Kustenberg: Weil das sonst zu den üblichen Protesten führen würde.

Bendit: Das ist sicherlich richtig. Da die arabische Welt traditionell über keine sehr große Filmwirtschaft verfügt, stand bisher nie die Frage, wie man damit umgeht, wenn die Beleidigung, und Film ist immer Beleidigung, aus dem eigenen Kulturraum kommt.

Fischä: Und?

Bendit: Ich weiß es nicht, ich glaube aber, es weiß niemand.

Heintz: Ich fürchte fast, wir haben es hier mit einem…

Sagan: Ich bin viel optimistischer.

Kustenberg: Woher kommt diese Empfindlichkeit?

Fischä: Könnte es die Sonne sein? Ich meine, die Einstrahlung ist ja immens in diesem lebensfeindlichen Umfeld.
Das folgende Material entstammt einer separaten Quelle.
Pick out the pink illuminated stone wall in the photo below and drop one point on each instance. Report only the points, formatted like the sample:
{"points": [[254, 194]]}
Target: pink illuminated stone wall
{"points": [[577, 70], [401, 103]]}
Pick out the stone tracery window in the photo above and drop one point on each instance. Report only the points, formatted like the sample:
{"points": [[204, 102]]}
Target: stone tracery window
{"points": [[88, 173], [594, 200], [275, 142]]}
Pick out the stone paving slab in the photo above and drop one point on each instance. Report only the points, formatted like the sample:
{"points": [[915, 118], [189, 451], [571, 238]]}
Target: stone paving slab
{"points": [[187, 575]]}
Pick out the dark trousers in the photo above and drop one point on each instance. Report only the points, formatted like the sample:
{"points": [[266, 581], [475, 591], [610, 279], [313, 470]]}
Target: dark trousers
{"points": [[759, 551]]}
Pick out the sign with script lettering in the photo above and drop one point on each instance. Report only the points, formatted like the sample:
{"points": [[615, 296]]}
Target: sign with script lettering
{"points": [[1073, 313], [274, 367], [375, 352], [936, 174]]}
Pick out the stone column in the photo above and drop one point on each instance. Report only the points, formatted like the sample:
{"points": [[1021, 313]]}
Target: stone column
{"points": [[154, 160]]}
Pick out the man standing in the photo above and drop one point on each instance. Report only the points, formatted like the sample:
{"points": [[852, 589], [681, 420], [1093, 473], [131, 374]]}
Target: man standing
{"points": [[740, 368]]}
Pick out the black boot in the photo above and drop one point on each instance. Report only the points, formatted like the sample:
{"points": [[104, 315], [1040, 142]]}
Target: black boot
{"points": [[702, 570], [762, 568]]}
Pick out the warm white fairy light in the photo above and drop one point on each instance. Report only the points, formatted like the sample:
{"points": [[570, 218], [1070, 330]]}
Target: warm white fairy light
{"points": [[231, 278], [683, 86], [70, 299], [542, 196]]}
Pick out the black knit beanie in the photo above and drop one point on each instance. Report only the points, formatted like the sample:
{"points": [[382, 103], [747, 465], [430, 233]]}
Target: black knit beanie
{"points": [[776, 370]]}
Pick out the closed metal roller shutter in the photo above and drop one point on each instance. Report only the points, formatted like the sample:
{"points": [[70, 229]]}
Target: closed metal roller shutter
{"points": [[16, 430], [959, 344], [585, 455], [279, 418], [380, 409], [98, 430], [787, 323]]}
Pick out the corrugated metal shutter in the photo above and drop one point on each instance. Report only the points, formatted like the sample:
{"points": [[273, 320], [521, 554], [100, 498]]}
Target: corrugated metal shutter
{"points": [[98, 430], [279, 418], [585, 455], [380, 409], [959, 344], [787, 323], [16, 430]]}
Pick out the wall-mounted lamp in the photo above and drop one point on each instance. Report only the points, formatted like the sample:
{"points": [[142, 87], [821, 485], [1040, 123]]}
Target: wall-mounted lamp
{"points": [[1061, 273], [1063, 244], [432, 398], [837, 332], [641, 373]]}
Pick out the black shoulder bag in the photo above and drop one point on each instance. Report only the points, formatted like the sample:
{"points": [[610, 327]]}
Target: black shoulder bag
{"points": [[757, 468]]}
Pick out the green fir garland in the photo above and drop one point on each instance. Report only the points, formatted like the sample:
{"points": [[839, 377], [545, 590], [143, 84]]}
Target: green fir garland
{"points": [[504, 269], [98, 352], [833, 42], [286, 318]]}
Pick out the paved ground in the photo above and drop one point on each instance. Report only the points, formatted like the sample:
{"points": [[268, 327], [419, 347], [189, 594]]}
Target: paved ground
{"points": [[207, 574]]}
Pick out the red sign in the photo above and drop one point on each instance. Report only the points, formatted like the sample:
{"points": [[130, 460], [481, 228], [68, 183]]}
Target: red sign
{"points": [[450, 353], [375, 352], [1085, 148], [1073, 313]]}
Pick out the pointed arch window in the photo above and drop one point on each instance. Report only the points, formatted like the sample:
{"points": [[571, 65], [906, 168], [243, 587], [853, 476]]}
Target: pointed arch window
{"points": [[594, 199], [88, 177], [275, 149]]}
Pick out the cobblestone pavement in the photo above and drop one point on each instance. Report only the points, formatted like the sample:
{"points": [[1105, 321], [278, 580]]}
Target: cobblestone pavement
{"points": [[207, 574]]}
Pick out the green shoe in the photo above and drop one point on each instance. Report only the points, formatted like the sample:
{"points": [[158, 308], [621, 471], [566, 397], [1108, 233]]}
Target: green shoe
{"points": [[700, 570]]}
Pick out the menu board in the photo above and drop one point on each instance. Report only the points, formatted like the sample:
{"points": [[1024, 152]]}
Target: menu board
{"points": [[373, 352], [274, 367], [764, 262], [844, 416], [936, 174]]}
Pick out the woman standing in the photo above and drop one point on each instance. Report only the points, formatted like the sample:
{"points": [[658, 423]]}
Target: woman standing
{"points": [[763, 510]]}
Sagan: Das ist eine krude These. Das würde ich ausschließen. So darf man nicht reden.

Kustenberg: Woher kommt nur diese Empfindlichkeit?

Bendit:  Das Interkulturelle kommt mir einfach zu kurz. Wir leben in einer sich verändernden Welt, da gehört das Klima dazu, aber auch die Migration. Die große Frage ist doch, warum müssen wir gegen das eine kämpfen und das andere begrüßen?

Fischä: Jetzt verrennen Sie sich aber.

Heintz: Ein wahres Wort. Wenn ich auf das Jahr zurückschaue, sehe ich mehrere Phasen der Realitätsverweigerung, und das in allen Bereichen. Am Ende haben wir nichts als ein Ergebnis, das uns zu einem neuen Glauben hinführt: Es gibt Werte, die ewig sind und deshalb unter allen Umständen verteidigt werden müssen. Und es gibt Dinge, die gar nicht gehen und deshalb abzulehnen sind.

Sagan: Da folge ich Ihnen, wobei mir aufgefallen ist, dass die Einteilung rein objektiv gesehen etwa diametral entgegengesetzt zu der erfolgt, die vor Beginn galt von dem, ja, ich will es mal "unsere Zeitrechnung" nennen.

Kustenberg: Ein interessanter Aspekt. Wie begründet sich das?

Bendit: Das ist eine interessante Frage.

Sagan: Auf die Ihnen niemand eine Antwort geben wird.

Heintz: Ich bin sicher, es gibt gar keine.

Fischä: Welche Rolle spielt der Euro dabei? Und welche Auswirkungen hat die Wahl in den USA gehabt?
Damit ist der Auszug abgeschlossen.